King Francis was imprisoned in Madrid when the first efforts at establishing an alliance were made. A first French mission to Suleiman seems to have been sent right after the Battle of Pavia by the mother of Francis I Louise de Savoie, but the mission was lost on its way in Bosnia.[12] In December 1525 a second mission was sent, led by John Frangipani, which managed to reach Constantinople, the Ottoman capital, with secret letters asking for the deliverance of king Francis I and an attack on the Habsburg. Frangipani returned with an answer from Suleiman, on 6 February 1526:[12]

"(...) You have sent to my Porte, refuge of sovereigns, a letter by your faithful agent Frangipani, and you have furthermore entrusted to him sundry verbal communications; you have informed me that the enemy has overrun your country and that you are at present in prison and a captive, and you have here asked aid and succors for your deliverance. (...) Take courage then, and be not dismayed. Our glorious predecessors and our illustrious ancestors (may God light up their tombs!) have never ceased to make war to repel the foe and conquer his lands. We ourselves have followed in their footsteps, and have at all times conquered provinces and citadels of great strength and difficult of approach. Night and day our horse is saddled and our saber is girt. May God on High promote righteousness! May whatsoever He will be accomplished! For the rest, question your ambassador and be informed.(...)"

The plea of the French king nicely corresponded to the ambitions of Suleiman in Europe, and gave him an incentive to attack Hungary in 1526, leading to the Battle of Mohács.[4] The Ottomans were also greatly attracted by the prestige of being in alliance with such a country as France, which would give them better legitimacy in their European dominions.[4]

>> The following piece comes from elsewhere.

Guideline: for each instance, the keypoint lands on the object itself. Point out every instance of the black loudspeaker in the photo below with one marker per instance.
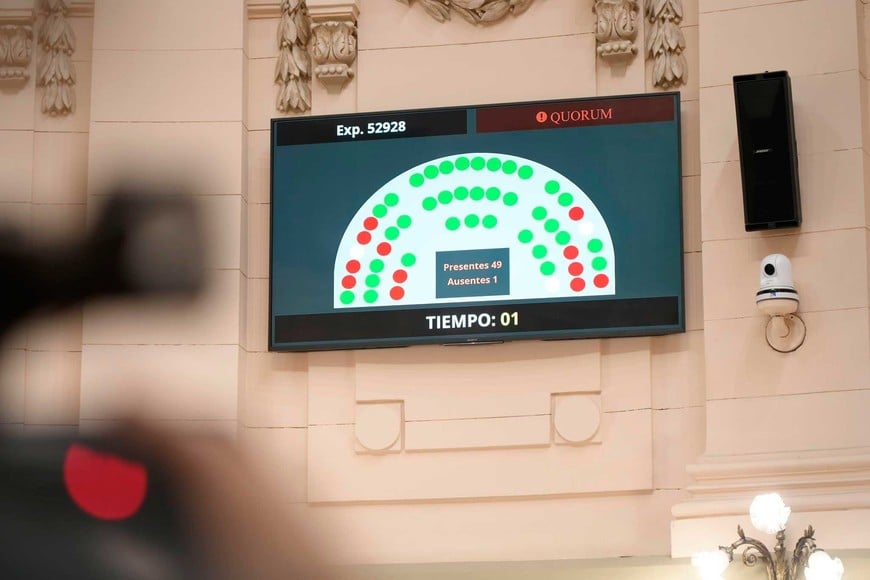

Meanwhile, Charles V was manoeuvring to form a Habsburg-Persian alliance with Persia, so that the Ottoman Empire would be attacked on its rear. Envoys were sent to Shah Tahmasp I in 1525, and again in 1529, pleading for an attack on the Ottoman Empire.[14]

Letter of Suleiman the Magnificent to Francis I of France regarding the protection of Christians in his states. September 1528. Archives Nationales, Paris, France.

With the War of the League of Cognac (1526–1530) going on, Francis I continued to look for allies in Central Europe and formed a Franco-Hungarian alliance in 1528 with the Hungarian king Zapolya, who himself had just become a vassal of the Ottoman Empire that same year.[15] In 1528 also, Francis used the pretext of the protection of Christians in the Ottoman Empire to again enter into contact with Suleiman, asking for the return of a Mosque to a Christian church. In his 1528 letter to Francis I Suleiman politely refused, but guaranteed the protection of Christians in his states. He also renewed the privileges of French merchants which had been obtained in 1517 in Egypt.

Francis I lost in his European campaigns, and had to sign the Paix des Dames in August 1529. He was even forced to supply some galleys to Charles V in his fight against the Ottomans. However, the Ottomans would continue their campaigns in Central Europe, and besiege the Habsburg capital in the 1529 Siege of Vienna, and again in 1532.

Exchange of embassies

In 1532, the French ambassador Antonio Rincon presented Suleiman with this magnificent tiara, made in Venice for 115,000 ducats.[16]